Держа ее за руку, я довел нас до входа в господский дом. Ирэн даже нашла в себе силы оглядываться по сторонам и восхититься парком. В дверях нас уже ждал Егор. Лакей расплылся в любезнейшей из улыбок, заметив, что мы шли под руку. И даже незаметно подмигнул, явно одобряя мой выбор.
Только сейчас я понял, насколько все это было двусмысленным. Сперва я привез Матильду и дал семье возможность познакомиться со старшей Штофф. Затем спустя некоторое время притащил Ирэн – и не просто так, да еще и к дубу повел. И сейчас нас застукали за ручку. А общество‑то дворянское…
Итак, Миша, ставлю зуб на то, что семья сейчас тебя неправильно поняла.
– Прошу, ваше благородие! – Лакей распахнул перед нами двери и тут же принялся помогать нам раздеваться. – Ольга Николавна и Николай Владимирович в доме.
– А бабушка? – удивился я.
– Прилегла, сегодня на погоду дурно себя чувствует. Но, быть может, найдет в себе силы спуститься.
Нас повели в столовую – все еще траурно убранную. Сорок дней со дня смерти Петра еще не прошли, поэтому домочадцы подчинялись ограничениям. При появлении Ирэн отец поднялся. Следом за ним и Оля.
– Ее благородие Ирина Алексеевна фон Штофф! – представил гостью лакей. – Племянница Матильды Карловны фон Штофф.
Отец и сестра поднялись, чтобы тепло поприветствовать Ирку. Подруга не подкачала – отбросила тяжкие думы и душевно, но коротко обменялась любезностями с хозяевами.
Оба – что папа, что Оля, выглядели обеспокоенными и явно ожидали от меня объяснений – наверняка Егорушка растрепал им о том, что я повел Ирку прямиком к дубу. Но от скорейших объяснений меня спас самовар: пар уже клубился над медным исполином, требуя побыстрее заварить чаю.

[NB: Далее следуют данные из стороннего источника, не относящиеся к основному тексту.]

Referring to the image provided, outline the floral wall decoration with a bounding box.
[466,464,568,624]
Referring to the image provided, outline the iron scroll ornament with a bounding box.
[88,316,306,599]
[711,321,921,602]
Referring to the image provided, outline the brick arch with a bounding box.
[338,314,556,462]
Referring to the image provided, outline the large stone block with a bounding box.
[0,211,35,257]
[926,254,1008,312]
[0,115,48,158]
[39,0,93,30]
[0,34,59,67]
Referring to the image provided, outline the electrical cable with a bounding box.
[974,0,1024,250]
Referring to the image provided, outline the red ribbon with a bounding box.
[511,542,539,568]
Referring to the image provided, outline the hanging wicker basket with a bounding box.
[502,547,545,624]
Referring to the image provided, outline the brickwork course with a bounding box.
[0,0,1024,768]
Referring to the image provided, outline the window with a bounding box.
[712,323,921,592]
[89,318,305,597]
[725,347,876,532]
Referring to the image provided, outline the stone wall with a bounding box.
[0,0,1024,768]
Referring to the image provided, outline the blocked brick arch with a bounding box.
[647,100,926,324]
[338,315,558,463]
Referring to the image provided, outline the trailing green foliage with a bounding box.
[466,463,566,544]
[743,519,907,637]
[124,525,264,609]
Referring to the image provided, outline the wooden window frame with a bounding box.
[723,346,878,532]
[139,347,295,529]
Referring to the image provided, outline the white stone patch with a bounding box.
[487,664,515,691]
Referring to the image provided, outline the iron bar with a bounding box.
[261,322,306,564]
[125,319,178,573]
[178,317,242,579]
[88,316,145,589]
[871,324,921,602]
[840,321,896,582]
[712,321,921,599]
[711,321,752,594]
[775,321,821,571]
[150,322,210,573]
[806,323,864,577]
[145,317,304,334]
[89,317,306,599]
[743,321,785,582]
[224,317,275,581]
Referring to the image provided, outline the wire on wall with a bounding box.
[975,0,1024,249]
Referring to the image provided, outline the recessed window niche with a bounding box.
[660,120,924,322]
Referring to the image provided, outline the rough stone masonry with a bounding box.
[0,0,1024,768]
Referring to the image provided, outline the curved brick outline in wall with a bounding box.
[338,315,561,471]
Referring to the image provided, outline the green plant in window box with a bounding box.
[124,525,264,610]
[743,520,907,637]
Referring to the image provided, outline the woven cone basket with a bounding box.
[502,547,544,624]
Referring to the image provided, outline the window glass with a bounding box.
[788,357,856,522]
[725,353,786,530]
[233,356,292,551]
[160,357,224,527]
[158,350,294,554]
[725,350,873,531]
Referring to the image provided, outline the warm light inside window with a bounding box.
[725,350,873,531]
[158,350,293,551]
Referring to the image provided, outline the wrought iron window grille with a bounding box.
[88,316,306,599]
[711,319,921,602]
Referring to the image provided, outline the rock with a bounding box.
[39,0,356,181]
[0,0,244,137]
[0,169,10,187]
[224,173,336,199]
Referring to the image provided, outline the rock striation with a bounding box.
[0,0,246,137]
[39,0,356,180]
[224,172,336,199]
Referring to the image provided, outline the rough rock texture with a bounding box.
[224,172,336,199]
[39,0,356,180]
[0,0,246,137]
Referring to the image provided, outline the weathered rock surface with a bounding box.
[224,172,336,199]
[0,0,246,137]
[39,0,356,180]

– Прошу к столу, – пригласительным жестом Оля указала на места для нас.
Я заметил, что нас посадили рядом, а ведь я должен был сидеть по правую руку от главы семьи… Ирэн, кажется, ничего не подозревала – ну или мастерски делала вид, что не поняла двусмысленности нашего положения.
С позволения отца Оля лично разлила чай по чашкам и принялась потчевать нас домашней выпечкой. Отец не сводил с меня глаз.
“Это не то, что ты думаешь”, – обратился я к нему ментально, и наш патриарх едва не подпрыгнул от неожиданности. Видимо, редко общался подобным образом.
Он смерил меня тяжелым взглядом и едва заметно кивнул в сторону кабинета.
– Оленька, прошу, займи беседой Арину Алексеевну. Нам с Михаилом нужно кое‑что обсудить, – он поднялся, и мне пришлось тоже выйти из‑за стола. – Мы скоро вернемся.
Ирина обворожительно улыбнулась.
– Конечно, ваше сиятельство. Тетушка много рассказывала о вашей дочери, и я ждала возможности познакомиться лично.
Ирка тут же обернулась к Оле, и девушки принялись о чем‑то щебетать. Отец торопливо вышел из столовой и толкнул дверь кабинета.
– Внутрь. Быстро, – с плохо скрываемым гневом велел он.
Я пожал плечами и вошел. Патриарх запер дверь и резко развернулся ко мне.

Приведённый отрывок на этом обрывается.